Forced Normalization (FN) is a psychiatric phenomenon in which a long term episodic epilepsy or migraine disorder is treated, and, although the electroencephalogram (EEG) appears to have stabilized, acute behavioral, mood, and psychological disturbances begin to manifest. If, or when, treatment for the disorder is halted, the disturbances go away, but the episodic spikes on the EEG reappear.[1] H. Landolt coined the term 'Forced Normalization' in 1953 in response to a change he witnessed in epileptic EEGs, which monitor electrical activity in the brain. These changes were followed by abrupt behavioral changes in the patient.[2] Landolt concluded that forced normalization is "the phenomenon characterized by the fact that, with the occurrence of psychotic states, the electroencephalography becomes more normal or entirely normal, as compared with previous and subsequent EEG findings." Forced normalization, as described by Landolt,[3] was therefore an electrophysiological phenomenon with the electroencephalograph at its helm.

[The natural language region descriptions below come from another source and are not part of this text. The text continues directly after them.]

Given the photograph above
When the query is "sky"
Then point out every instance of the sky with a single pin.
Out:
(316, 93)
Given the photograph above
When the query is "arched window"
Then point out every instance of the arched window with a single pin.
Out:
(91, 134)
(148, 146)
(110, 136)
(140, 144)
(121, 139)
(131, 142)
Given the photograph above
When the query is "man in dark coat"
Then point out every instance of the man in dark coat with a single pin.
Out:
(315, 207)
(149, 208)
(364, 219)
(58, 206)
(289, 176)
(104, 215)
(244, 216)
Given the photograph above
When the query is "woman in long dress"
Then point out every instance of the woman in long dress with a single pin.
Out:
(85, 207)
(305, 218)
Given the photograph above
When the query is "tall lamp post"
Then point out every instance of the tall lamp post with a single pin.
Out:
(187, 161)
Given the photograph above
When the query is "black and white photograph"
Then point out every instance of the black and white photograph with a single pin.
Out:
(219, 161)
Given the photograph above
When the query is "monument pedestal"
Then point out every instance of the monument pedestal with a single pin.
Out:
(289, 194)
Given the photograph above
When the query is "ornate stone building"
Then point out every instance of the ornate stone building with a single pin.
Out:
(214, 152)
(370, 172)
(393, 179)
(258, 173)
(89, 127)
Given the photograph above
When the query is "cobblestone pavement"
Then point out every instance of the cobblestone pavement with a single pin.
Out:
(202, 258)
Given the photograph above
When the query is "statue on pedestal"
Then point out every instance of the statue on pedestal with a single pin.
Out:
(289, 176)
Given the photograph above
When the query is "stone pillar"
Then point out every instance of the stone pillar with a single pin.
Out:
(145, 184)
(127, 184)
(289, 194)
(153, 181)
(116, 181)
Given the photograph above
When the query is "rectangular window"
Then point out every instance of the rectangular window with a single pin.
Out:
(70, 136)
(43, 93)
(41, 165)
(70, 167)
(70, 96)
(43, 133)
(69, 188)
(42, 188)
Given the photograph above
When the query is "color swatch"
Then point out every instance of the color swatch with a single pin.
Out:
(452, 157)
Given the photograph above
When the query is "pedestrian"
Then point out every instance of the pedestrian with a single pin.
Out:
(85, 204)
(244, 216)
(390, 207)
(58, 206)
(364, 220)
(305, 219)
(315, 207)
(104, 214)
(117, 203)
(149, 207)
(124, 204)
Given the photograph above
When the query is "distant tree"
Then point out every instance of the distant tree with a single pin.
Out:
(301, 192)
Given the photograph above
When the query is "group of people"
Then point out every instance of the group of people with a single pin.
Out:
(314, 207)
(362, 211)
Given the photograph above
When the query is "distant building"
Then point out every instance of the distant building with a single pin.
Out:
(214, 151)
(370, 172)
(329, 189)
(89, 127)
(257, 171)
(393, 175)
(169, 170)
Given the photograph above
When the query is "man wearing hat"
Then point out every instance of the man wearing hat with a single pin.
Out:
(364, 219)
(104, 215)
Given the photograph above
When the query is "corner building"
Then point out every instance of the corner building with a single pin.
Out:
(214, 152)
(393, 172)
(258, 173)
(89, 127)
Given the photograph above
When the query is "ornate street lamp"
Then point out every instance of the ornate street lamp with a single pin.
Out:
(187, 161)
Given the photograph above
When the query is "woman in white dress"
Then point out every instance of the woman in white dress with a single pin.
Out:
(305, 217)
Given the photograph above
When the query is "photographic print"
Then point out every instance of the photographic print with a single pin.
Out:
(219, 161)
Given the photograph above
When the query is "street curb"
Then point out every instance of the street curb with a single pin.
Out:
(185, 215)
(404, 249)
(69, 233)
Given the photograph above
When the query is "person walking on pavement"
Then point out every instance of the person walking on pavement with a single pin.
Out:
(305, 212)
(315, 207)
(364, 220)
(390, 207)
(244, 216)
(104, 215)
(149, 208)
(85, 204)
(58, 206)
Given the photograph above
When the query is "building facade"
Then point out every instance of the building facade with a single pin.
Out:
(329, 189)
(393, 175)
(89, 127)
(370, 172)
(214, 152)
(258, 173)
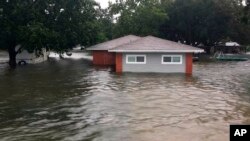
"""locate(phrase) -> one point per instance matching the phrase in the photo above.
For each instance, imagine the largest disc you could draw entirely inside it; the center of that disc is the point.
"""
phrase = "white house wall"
(154, 64)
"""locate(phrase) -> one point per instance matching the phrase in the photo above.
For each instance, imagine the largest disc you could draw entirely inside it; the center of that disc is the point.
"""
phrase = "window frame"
(130, 55)
(171, 63)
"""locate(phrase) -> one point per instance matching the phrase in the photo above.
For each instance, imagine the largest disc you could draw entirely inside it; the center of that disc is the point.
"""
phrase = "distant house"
(145, 54)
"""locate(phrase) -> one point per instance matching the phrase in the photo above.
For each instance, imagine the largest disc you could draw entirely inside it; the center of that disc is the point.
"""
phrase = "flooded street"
(70, 100)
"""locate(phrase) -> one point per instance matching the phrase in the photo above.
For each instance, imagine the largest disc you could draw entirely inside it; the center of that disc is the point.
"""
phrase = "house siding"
(103, 58)
(154, 64)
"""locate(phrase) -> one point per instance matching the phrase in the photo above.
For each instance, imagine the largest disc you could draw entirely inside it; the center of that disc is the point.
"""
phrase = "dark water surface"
(70, 100)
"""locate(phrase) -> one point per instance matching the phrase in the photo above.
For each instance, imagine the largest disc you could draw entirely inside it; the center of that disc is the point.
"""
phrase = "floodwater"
(70, 100)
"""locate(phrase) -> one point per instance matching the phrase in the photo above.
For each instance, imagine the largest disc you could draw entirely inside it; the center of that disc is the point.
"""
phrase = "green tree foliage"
(53, 24)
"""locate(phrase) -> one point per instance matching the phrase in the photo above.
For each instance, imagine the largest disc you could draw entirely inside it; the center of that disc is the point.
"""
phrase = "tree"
(53, 24)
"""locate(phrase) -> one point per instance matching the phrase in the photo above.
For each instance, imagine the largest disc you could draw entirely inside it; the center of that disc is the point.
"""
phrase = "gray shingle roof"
(114, 43)
(154, 44)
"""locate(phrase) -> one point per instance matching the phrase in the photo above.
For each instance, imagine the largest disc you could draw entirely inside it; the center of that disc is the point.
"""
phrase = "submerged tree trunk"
(12, 57)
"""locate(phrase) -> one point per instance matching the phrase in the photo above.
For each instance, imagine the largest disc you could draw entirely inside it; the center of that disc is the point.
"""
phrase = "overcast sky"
(104, 3)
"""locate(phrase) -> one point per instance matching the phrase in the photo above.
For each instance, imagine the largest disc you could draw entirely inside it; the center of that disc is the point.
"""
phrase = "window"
(136, 59)
(171, 59)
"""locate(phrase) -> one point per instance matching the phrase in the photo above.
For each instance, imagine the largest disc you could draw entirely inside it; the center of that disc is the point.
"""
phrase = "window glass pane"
(140, 59)
(177, 59)
(131, 59)
(167, 59)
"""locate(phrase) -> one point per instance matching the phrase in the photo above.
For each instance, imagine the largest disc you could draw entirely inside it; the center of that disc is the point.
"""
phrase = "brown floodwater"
(70, 100)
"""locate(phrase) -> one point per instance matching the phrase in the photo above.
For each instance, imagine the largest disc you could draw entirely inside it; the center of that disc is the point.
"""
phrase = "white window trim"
(171, 63)
(145, 59)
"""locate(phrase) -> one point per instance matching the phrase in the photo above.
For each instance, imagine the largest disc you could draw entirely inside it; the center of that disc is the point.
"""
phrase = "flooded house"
(145, 54)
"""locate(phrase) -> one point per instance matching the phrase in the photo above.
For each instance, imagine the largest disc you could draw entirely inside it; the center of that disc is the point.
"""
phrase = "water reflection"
(72, 100)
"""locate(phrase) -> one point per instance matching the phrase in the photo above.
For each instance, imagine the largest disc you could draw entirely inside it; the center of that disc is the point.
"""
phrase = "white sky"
(104, 3)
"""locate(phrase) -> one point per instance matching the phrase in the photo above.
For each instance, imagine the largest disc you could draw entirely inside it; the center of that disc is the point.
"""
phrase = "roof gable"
(154, 44)
(114, 43)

Tellenbach's description of "alternative psychosis" or the reciprocal relationship between abnormal mental states and seizures differed from Landolt's in its clinical rather than EEG description.[4] Subsequently, this concept was refined by Wolf,[5] who suggested that the term "paradoxical normalization" was more appropriate and closer to what Landolt intended, wherein both inhibitory processes and epileptic processes (subcortical and restricted) are active at the same time.[citation needed]
Researchers have been rallying for the broadening of the FN diagnostic criteria to include more episodic disorders than just epilepsy. It was recently discovered that FN can and has occurred in instances of chronic migraine attacks.[6] This called into question not only the diagnostic criteria, but also which treatments will treat the most patients the most efficiently.